Di dalam pemahaman ontology dapat diketemukan pandangan-pandangan pokok


pemikiran sebagai berikut: Monoisme, Dualisme, Pluralisme, Nihilisme, dan
Agnostisisme. Epistimologi filsafat membicarakan tiga hal, yaitu objek filsafat
(yaitu yang dipikirkan), cara memperoleh pengetahuan filsafat dan ukuran
kebenaran (pengetahuan) filsafat. Istilah Epistemologi di dalam bahasa inggris di
kenal dengan istilah “Theory of knowledge”. Epistemologi berasal dari asal kata
“episteme” dan ”logos”. Epistime berarti pengetahuan, dan logos berarti teori.

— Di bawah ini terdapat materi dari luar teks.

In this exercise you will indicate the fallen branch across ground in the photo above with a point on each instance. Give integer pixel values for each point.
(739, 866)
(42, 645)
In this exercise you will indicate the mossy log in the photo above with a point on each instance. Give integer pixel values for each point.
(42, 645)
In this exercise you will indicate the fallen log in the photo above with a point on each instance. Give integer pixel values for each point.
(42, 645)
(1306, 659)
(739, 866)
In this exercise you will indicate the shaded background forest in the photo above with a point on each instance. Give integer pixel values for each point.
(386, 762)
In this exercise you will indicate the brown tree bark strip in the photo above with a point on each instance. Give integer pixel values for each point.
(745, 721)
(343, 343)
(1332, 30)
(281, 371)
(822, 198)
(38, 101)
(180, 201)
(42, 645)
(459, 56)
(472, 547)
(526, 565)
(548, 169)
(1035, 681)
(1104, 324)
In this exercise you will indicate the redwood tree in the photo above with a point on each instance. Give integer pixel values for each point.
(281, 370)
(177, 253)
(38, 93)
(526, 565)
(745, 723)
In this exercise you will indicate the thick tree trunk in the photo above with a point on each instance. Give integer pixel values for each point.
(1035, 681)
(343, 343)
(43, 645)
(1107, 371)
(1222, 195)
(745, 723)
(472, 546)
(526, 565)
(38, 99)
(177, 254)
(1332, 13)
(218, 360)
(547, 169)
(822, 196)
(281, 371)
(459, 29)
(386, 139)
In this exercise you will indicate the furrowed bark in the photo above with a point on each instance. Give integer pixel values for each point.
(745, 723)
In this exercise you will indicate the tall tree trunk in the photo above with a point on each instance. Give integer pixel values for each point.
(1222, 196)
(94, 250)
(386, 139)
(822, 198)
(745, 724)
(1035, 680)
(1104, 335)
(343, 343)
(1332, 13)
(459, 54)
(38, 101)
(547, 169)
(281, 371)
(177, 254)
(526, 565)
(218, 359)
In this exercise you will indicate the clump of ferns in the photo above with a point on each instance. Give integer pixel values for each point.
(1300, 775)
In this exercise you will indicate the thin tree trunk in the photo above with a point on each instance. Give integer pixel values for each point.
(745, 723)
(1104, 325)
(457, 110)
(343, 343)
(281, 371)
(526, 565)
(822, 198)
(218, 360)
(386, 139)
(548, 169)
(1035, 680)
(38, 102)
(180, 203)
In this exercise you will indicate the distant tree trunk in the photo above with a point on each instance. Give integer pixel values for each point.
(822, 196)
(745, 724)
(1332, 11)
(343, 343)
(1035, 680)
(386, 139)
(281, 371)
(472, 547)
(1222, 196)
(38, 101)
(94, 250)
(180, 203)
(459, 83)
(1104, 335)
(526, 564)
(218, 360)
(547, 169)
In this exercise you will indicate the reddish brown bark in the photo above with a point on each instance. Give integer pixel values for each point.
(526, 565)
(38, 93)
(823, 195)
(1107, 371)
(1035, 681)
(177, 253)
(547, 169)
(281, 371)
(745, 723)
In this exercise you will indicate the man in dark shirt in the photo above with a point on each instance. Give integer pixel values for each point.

Dalam rumusan yang lebih rinci di sebutkan bahwa epistemologi merupakan salah
satu cabang filsafat yang mengkaji secara mendalan dan radikal tentang asal mula
pengetahuan, structure, metode, dan validitas pengetahuan. Pengetahuan di
dapatkan dari pengamatan. Di dalam pengamatan indrawi tidak dapat di tetapkan
apa yang subjektif dan apa yang objektif. Jika kesan–kesan subjektif di anggap
sebagai kebenaran, hal itu mengakibatkan adanya gambaran–gambaran yang
kacau di dalam imajinasi. Segala pengetahuan di mulai dengan gambaran–
gambaran indrawi. Gambaran–gambaran itu kemudian di tingkatkan sampai
kepada tingkatan–tingkatan yang lebih tinggi, yaitu pengetahuan rasional dan
pengetahuan intuitif. Di dalam pengetahuan rasional orang hanya mengambil
kesimpulan–kesimpulan, tetapi di dalam pengetahuan intuitif orang memandang
kepada idea–idea yang berkaitan dengan Allah. Disini orang di masukkan ke dalam
keharusan ilahi yang kekal. Demikian menurut Baruch Spinoza sebagai salah
seorang tokoh Resiesinalisme. Kegunaan filsafat yang lain ialah sebagai
methodology, maksudnya sebagai metode dalam menghadapi dan menyelesaikan
masalah bahkan sebagai metode dalam memandang dunia ( world view). Dalam
hidup kita banyak menghadapi masalah. Masalah artinya kesulitan. Kehidupan
akan lebih enak jika masalah itu terselesaikan. Ada banyak cara dalam
menyelesaikan masalah, mulai dari yang sederhana sampai yang rumit. Sesuai
dengan sifatnya, filsafat menyelesaikan masalah secara mendalam dan universal.
Penyelesaian filsafat bersifat mendalam, artinya ia ingin mencari asal masalah.
Universal artinya filsafat ingin masalah itu dilihat dalam hubungan seluas-luasnya
agar nantinya penyelesaian itu cepat dan berakibat seluas mungkin.